How cliché, a feminist blog posting about menstruating.
When I got my first period, I was about twelve and it was the middle of the school day. As any menstruator knows, the first bit of blood (at every period, not just the first) is typically a little lack luster. Brown, ambiguous, innocuous even. Discharge just looks different sometimes. So, when I first saw it in my underwear, I was weary but brushed it off. However, it didn’t go away. I kept going to the bathroom and I kept seeing this brown discharge. My mind raced, what the hell was this? I checked WebMD, which, of course, told me I was dying. Possible causes were a slew of STIs and WebMD’s favorite, cancer. How can I have an STI?? I haven’t even had my first kiss! Oh GOD, what am I going to tell my dad?! I panicked. Eventually, though, it became obviously red, and I finally understood what it was. I was a woman. Yay.
The whole ordeal was anxiety-inducing, riddled with embarrassment and feeling like a disgusting freak who somehow managed to get an STI without having sex. After my mother taught me how to use a pad, I laid in bed feeling vulnerable and exposed- I still felt gross but at least I knew this was normal. I was hyper-aware of the thick pad between my legs and felt more like an infant in a diaper than a newly-christened woman. It felt immensely personal and private and yet somehow it was family news. My father barged into my room with my grandmother on the phone and insisted I use the event to get her to give me cash (the universal love language of grandmothers). No part of the experience was magical or grand or even note-worthy, well, outside of the widespread discussion of my Womanhood my family enjoyed. So why do “feminist” writings describe getting your period (particularly your first period) as such? Why do essays and chapters written on the very subject read like great poems? Was this supposed to be a romantic experience for a young girl who would have rather melted into her bed than talk to her grandmother about the sudden bloody leak that sprung from her most vulnerable organ?

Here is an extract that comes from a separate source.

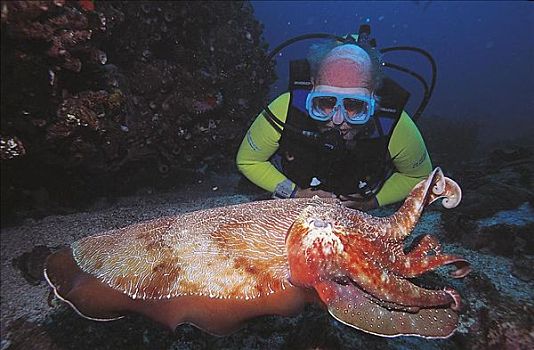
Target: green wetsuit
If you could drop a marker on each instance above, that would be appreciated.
(406, 147)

Maybe you’ve gathered, but I’m not particularly shy about talking about these things anymore. So, I’ve felt the need to speak up in literature classes about Great Authors like Audre Lorde and Elena Ferrante waxing poetic about a great gush of blood and some sort of swell of emotion. To be clear, most women probably don’t have that experience. And many periods aren’t going to be a gush of anything. More of a slow burn, I’d say. A leaky faucet rather than a firehose. And even now, after thirteen years of menstruating, while I don’t feel embarrassed or vulnerable or ashamed of my period, I have never felt a great magic about it either. Why does it seem like only Judy Blume writes as a real-life woman?
I think there’s a lot of content out there today that pushes feminists to see their period as a source of power, a time of renewal, a connection with nature and the moon and Mother Earth and all the great forces behind the Magic of Womanhood. And while I think that is a beautiful way to view what can be a painful, uncomfortable, and awkward time for a lot of women, I’m here to say that I have never once felt that way about my period and I don’t know that I ever will. And it’s okay if you don’t either.

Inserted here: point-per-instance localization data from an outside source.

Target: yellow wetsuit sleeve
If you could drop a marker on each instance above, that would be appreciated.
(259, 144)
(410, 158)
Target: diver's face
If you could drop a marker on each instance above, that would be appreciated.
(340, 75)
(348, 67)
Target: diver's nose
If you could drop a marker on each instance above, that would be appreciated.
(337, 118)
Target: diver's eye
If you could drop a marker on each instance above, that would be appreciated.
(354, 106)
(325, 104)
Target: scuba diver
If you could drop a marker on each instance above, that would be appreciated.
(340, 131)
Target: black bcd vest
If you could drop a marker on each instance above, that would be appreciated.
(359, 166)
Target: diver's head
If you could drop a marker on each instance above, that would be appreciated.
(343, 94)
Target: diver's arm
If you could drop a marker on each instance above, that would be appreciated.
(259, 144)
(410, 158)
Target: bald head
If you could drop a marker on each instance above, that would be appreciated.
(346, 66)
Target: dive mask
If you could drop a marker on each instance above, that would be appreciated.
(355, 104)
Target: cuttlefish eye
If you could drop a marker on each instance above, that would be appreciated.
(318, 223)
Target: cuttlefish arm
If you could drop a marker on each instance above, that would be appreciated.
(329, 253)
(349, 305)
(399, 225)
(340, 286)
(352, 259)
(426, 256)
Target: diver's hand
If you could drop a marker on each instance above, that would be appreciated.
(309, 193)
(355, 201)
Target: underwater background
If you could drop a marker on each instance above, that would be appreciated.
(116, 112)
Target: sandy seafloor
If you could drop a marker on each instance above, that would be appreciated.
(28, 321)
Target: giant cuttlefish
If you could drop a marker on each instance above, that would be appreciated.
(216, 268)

To me, my period is a nuisance. Something I am bound to by nature and cannot escape without making a permanent decision about my fertility that I am not yet ready to make. I hate paying for pads and tampons. I hate the fear that I may get a yeast infection because of my changing hormones. I hate the depiction of periods in the media. I hate hiding my tampon under my jacket sleeve or in my pocket because if people know you’re on your period, they will assume any negative emotion you convey is a symptom of PMS. The only time I can get on board with seeing my period as a magical time of renewal is when I am not menstruating. But, by the time I am, I’m back to seeing it as a nuisance. Something I am cursed to deal with month after month (although the cadence can vary based on different factors). Something Hershey’s and Ben & Jerry’s benefit from far more than I do.
So, here’s to the women out there who can feel love and reverence toward their periods, and the women like me, who simply cannot. You’re valid either way. Don’t let the Audre Lordes and Elena Ferrantes of the world tell you otherwise.